This originally appeared in Vol. VII, No. 1

I am chuffed as bollocks about a piece I wrote earlier this year in what Americans quaintly describe as The London Times. Depending upon your understanding of the idiom, this means that I am either pleased or displeased, gruntled or disgruntled. The article was about Janus words and expressions that mean the opposite of what they seem to; for example: I hate to gossip, but . . .; To cut a long story short . . .; the union regrets any inconvenience caused to the public; the Government is confident that most of our athletes will wish to boycott the Moscow Games; NO EXIT (on the London Underground); and chuffed.

The article argued that chuffed was an exemplary Janus or reversible word, because there was reputable authority of good writers who understood it to mean gruntled, and other equally good writers who understood it to mean disgruntled. An avalanche of mail deluged upon us to give The Times the real news about chuffed. Unfortunately no two letters agreed. One persuasive wordsmith declared that chuffed never meant anything except extremely browned off before the war in the British Army; and that since the war it has done a semantic somersault to mean `pleased.’ For connoisseurs of class nuances it was observed that while the stiff-upper-lipped officer corps was merely chuffed at reversals of fortune, the troops were invariably dead chuffed.

On the other hand equally old and persuasive retired soldiers declared that chuffed had never meant anything other than `gratified,’ and that the displeased variant was pure civilian ignorance. One gave the intensifiers chuffed as fuck and chuffed as bollocks. Old soldiers from the Indian Army wrote claiming that the word was derived from Hindi, like the many words from jungle to bungalow that have come into English from the Anglo-Indian connexion. Old soldiers from the Indian Army have a propensity to do this about any word of disputed etymology.

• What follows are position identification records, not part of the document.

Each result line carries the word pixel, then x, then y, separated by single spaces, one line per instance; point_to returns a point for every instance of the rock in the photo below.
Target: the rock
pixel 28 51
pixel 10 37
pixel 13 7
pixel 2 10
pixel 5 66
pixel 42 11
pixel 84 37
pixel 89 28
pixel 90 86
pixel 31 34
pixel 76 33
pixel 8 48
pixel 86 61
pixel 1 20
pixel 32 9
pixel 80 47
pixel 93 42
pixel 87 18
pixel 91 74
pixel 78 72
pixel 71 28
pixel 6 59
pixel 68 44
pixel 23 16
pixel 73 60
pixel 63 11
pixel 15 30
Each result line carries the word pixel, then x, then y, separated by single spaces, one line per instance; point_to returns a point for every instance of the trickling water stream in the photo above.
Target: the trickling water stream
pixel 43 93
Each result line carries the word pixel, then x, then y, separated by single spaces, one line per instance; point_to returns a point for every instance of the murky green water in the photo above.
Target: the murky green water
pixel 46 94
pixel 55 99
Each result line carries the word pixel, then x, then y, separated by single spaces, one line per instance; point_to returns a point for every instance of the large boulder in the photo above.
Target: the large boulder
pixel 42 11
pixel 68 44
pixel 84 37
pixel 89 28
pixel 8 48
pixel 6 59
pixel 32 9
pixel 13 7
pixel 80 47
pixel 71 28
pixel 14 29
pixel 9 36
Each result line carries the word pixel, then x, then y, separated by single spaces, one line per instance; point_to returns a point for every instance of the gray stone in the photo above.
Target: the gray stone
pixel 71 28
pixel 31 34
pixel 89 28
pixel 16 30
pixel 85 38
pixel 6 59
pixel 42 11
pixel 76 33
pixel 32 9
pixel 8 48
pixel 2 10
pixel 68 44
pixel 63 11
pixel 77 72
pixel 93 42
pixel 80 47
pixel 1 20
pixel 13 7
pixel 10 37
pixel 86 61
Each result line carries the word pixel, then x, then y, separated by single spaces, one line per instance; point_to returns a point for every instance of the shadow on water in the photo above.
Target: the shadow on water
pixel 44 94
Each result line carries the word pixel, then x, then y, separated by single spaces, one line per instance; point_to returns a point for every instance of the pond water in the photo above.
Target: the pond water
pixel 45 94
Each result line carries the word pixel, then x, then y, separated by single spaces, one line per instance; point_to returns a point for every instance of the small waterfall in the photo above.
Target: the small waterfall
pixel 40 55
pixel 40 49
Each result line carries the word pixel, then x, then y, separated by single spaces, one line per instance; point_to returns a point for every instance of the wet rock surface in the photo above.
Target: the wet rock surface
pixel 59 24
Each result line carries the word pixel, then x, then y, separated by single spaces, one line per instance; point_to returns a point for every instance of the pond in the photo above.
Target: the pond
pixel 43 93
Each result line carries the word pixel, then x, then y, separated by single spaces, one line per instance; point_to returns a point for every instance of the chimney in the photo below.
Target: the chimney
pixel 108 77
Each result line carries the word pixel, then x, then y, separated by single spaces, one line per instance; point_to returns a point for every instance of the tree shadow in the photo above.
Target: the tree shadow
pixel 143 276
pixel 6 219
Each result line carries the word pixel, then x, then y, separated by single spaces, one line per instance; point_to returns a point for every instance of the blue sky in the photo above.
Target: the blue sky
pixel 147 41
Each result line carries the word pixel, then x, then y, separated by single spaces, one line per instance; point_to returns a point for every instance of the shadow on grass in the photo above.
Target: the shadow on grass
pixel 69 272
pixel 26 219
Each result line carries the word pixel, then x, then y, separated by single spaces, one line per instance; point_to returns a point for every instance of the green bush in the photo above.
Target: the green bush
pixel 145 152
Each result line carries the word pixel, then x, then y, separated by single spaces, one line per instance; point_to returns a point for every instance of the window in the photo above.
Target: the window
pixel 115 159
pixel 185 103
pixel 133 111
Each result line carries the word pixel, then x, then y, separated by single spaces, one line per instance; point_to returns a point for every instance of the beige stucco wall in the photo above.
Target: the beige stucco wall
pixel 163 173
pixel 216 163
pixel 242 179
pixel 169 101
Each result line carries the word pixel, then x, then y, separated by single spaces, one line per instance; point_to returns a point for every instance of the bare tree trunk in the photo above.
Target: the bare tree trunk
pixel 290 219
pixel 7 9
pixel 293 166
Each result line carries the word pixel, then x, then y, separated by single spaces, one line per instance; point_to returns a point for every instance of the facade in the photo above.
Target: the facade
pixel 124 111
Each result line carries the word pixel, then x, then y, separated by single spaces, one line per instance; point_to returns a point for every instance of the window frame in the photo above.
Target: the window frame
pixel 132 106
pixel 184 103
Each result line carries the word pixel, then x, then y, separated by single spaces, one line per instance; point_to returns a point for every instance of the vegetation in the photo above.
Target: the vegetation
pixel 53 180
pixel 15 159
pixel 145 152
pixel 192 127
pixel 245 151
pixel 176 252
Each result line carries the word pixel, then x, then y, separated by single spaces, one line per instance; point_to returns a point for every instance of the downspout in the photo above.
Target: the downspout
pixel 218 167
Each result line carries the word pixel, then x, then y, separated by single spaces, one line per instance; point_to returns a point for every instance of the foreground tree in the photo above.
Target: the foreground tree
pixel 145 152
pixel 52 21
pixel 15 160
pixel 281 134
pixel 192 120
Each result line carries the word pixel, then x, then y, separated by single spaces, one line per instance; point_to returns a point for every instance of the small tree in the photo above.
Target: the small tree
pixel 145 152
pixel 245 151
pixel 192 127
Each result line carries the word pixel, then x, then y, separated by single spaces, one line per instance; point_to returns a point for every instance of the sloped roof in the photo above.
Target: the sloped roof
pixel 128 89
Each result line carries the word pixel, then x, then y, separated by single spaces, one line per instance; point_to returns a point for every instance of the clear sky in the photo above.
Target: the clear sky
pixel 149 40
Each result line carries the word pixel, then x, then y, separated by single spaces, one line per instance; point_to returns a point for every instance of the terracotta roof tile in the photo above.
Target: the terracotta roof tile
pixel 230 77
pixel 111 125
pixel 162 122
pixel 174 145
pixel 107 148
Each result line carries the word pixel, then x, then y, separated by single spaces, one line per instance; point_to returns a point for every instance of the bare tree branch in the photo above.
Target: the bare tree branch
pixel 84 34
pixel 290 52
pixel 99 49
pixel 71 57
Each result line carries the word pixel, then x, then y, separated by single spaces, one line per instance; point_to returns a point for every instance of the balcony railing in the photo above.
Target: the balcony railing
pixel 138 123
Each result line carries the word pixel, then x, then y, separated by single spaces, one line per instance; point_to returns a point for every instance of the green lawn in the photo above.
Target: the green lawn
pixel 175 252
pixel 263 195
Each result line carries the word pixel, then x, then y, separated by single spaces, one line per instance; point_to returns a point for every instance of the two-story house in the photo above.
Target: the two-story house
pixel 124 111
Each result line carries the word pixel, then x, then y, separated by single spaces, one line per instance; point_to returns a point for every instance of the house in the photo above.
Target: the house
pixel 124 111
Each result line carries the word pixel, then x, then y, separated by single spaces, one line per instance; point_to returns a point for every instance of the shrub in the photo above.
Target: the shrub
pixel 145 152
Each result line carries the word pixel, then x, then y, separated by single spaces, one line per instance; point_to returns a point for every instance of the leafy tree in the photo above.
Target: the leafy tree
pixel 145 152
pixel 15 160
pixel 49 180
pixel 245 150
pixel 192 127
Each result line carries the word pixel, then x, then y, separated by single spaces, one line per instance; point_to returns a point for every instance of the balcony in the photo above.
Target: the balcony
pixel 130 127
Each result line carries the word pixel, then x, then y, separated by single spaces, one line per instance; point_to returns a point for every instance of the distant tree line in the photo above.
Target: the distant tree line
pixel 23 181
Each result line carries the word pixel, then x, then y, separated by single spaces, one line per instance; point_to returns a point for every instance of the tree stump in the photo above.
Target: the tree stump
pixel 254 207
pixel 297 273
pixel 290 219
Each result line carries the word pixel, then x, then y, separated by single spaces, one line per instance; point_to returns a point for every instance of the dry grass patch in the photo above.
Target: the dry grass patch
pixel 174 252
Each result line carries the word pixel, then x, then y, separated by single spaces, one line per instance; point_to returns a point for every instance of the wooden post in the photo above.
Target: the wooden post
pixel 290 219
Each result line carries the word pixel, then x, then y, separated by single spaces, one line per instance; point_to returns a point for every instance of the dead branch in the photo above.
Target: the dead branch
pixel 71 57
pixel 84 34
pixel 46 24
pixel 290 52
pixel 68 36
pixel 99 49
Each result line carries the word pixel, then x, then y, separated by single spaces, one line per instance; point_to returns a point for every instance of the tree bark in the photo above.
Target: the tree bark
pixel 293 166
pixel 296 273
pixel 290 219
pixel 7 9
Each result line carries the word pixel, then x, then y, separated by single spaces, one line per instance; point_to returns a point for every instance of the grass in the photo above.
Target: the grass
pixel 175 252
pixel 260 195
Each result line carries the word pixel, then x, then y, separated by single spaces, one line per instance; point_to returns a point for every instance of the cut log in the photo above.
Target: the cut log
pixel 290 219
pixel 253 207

The Oxford lexicographers confirm that the expression was originally military, but are silent about its precise derivation. Eric Partridge, always very well-informed about military slang, said that chuff had been used in the British Army since about 1930 to mean `food,’ on the analogy of chow. Partridge gave as a second meaning of chuff, with pretty precision, `stimulation of male member by lumbar thrust in coition.’ Whatever did the Prime Minister of New Zealand, Mr. Holyoake, mean, in that case, when he used to sit on one’s chuff to mean `to sit back and do nothing’?

Partridge noted the Janus meanings of chuffed. He declared that if one needed to distinguish them, one said chuffed to fuck or chuffed to arseholes or chuffed pink or bo-chuffed to mean `gruntled,’ and dead chuffed to mean `disgruntled.’

Squadron Leader John Bloomfield of the RAF in Suffolk sent us an official Ministry of Defence memorandum about chuffed–RAF version 1960s:

The Pongos have missed the nuances of the word and its proper use.

dead chuffed, very pleased

highly chuffed, quite pleased

chuffed, pleased

dis-chuffed, disenchanted

chokka (or chockered), displeased

right chokka, very displeased

(Right and dead can be transposed.)

Hence I’m chuffed by your occasional articles. I’d be

dead chuffed if you referred to the above, but right chokka if you can’t be bothered to acknowledge this note.

P.S. Choked off is another matter entirely.

I doubt whether we are ever going to arrive at an explanation of chuffed that is going to satisfy everyone. In any case the Janus word is distinctly old-fashioned in British English.

Meanwhile I am fussing about the piece of American slang laid back that has recently become all the rage in British journalism. I know that it means, roughly, `cool, easy-going, relaxed, and generally admirable.’ It is the derivation that puzzles me. Is it just slumped back in one’s character as in one’s chair? Or is it, more interestingly, a piece of Californian psychobabble?